J Korean Foot Ankle Soc.  2021 Dec;25(4):165-170. 10.14193/jkfas.2021.25.4.165.

Treatment of Freiberg’s Disease Using the Shortening Effect of the Modified Weil Osteotomy

Affiliations
  • 1Department of Orthopedic Surgery, Pohang St. Mary’s Hospital, Pohang, Korea

Abstract

Purpose
This study sought to evaluate the clinical effectiveness of the shortening effect of the modified Weil osteotomy for the treatment of Freiberg’s disease.
Materials and Methods
We reviewed 21 cases treated with the modified Weil osteotomy for Freiberg’s disease from November 2005 to June 2019. The average follow-up period was 32.5 months and the mean age of the patients was 38.3 years. The clinical results were analyzed using the American Orthopaedic Foot and Ankle Society (AOFAS) lesser metatarsophalangeal-interphalangeal scale, the visual analogue scale (VAS), and the range of motion (ROM) of the metatarsophalangeal joint. In the radiologic evaluation, the length of preoperative and postoperative metatarsal shortening was compared.
Results
The average AOFAS lesser metatarsophalangeal-interphalangeal scale showed an improvement from 60.5 preoperatively to 90.9 at the latest follow-up. VAS showed a decrease from 5.4 preoperatively to 0.9 at the latest follow-up. ROM of the affected metatarsophalangeal joint increased from 40.2 degrees preoperatively to 58.6 degrees at the latest follow-up. The mean length of metatarsal shortening was 6.7 mm. There was no transfer metatarsalgia, osteonecrosis, and definite joint space narrowing.
Conclusion
Modified Weil osteotomy with second layer cutting is an effective treatment option to restore the joint surface and painless joint motion for patients with Freiberg’s disease.

Keyword

Freiberg’s disease; Modified Weil osteotomy; Shortening

Figure

  • Figure. 1 (A, B) T2-weighted magnetic resonance images show a high signal intensity lesion at the distal articular surface of the dorsum of the second metatarsal head with subchondral collapse.
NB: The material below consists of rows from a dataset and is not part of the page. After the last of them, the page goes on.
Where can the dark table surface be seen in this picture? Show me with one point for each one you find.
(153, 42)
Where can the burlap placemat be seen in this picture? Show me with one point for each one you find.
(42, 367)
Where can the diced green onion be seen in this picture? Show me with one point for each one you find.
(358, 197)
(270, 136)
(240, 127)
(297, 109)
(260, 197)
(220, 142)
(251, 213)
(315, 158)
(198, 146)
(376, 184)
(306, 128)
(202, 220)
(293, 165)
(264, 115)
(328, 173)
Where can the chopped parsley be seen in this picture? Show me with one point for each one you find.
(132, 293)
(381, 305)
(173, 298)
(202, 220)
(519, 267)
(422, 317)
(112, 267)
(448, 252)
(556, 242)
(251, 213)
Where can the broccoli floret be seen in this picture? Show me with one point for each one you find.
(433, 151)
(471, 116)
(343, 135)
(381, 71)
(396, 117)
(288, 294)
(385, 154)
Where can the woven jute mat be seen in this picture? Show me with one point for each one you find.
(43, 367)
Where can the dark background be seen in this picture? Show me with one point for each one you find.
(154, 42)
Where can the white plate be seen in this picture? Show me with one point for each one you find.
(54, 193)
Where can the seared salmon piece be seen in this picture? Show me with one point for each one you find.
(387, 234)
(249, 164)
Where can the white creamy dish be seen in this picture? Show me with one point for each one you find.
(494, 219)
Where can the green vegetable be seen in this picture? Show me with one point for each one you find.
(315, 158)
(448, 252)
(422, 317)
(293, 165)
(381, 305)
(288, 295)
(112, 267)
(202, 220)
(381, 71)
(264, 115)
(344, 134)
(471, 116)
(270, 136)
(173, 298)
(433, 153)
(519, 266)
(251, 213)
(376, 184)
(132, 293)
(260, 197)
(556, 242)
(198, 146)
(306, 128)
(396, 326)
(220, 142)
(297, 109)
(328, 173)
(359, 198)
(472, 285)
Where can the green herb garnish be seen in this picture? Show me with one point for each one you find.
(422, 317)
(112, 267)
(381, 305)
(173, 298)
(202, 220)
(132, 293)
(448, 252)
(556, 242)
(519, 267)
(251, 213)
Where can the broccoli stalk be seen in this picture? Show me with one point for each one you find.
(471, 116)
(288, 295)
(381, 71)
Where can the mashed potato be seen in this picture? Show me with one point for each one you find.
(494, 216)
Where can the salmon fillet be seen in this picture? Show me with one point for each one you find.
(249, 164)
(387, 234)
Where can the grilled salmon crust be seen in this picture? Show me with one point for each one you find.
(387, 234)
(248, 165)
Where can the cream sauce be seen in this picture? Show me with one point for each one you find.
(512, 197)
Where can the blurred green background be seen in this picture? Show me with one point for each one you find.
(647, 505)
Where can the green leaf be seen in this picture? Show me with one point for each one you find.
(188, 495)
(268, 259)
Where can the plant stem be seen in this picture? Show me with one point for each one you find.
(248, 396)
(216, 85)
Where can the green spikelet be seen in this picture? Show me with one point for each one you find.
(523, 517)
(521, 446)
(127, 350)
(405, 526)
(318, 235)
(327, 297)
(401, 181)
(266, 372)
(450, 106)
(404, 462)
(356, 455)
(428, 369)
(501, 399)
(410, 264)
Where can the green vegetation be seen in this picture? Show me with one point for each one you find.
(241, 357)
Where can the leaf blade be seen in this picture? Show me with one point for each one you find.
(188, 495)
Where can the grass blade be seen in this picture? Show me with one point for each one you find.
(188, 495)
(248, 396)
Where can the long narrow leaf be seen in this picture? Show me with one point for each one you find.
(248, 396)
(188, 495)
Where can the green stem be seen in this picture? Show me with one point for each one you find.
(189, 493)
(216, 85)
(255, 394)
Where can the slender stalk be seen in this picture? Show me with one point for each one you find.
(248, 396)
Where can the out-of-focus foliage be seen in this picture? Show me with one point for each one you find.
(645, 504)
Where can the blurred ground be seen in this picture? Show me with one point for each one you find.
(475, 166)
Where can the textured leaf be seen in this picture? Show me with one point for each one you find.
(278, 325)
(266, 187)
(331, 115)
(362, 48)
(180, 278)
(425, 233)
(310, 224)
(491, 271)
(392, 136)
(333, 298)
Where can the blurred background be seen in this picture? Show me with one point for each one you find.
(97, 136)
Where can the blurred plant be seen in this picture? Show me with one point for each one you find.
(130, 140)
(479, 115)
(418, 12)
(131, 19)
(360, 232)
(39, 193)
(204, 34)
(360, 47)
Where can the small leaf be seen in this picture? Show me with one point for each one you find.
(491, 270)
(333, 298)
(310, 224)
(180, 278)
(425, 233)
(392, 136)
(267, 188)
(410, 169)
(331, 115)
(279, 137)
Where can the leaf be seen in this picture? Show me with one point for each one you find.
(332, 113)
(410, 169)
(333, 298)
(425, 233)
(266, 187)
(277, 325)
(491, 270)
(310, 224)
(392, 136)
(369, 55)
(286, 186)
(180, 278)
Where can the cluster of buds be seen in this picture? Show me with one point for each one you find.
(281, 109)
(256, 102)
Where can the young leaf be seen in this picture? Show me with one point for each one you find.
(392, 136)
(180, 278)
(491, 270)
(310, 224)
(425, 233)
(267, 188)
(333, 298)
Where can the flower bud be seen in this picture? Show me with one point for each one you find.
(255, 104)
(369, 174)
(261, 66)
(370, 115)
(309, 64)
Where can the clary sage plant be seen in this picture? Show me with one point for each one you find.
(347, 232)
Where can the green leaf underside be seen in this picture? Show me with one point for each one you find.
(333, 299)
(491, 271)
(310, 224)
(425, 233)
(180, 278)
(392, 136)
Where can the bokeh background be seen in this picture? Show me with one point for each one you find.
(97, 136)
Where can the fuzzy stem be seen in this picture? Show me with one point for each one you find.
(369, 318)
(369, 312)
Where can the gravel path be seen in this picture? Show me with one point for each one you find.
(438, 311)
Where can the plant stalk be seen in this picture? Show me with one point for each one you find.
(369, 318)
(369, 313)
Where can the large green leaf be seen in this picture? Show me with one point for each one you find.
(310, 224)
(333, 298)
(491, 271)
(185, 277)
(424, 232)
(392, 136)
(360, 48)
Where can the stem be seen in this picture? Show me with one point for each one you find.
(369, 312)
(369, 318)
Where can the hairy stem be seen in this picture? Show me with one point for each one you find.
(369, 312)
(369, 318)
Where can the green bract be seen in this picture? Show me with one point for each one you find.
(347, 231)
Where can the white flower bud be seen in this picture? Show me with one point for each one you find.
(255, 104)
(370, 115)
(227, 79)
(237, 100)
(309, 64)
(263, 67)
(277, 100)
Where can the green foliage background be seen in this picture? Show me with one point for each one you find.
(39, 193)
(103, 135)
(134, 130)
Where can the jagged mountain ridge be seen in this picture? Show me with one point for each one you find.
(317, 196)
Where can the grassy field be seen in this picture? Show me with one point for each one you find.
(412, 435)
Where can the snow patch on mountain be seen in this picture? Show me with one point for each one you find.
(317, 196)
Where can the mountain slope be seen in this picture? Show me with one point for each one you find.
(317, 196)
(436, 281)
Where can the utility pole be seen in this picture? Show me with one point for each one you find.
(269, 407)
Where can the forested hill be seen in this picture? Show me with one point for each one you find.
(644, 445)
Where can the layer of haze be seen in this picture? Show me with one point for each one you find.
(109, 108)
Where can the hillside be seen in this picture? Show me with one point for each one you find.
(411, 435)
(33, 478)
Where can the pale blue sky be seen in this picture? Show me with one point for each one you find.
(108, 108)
  • Figure. 2 (A) Longitudinal skin incision was made through adjacent metatarsal, and the joint was exposed between extensor digitorum longus tendon and extensor digitorum brevis tendon. (B) After wedge osteotomy, the lesion was completely removed. (C) This photography shows the resected dorsal lesion.

  • Figure. 3 (A) The 1st osteotomy was made at the lower margin of the lesion, through the head to the neck of metatarsal bone nearly horizontal to the plantar surface. (B) At the upper margin of the dorsal lesion, the second osteotomy was made and the wedge shape lesion (shaded area) was removed (curved arrow). Also, the unconstrained distal fragment was moved to the proximally (straight arrow). (C) The unconstrained head fragment was migrated to the proximal until the soft tissue tension was relaxed enough, and the overlapping area (shaded area) was resected at the level of proximally migrated cutting margin of the articular surface (curved arrow). (D) After resecting the overlapping area, the head fragment was moved to proximal and downward. To elevate the head and to obtain wide and stable osteotomy surface, the second layer cutting was done. (E) Using twist off screw, two osteotomized fragments were fixed securely. The shortened metatarsal bone and elevated metatarsal head was seen.

  • Figure. 4 (A, B) Six months later after Weil osteotomy, congruent joint and well-shaped metatarsal head was seen.

  • Figure. 5 Schematic drawing shows the metatarsal head center after osteotomy is located on above or at the level of intrinsic muscle by second layer cutting.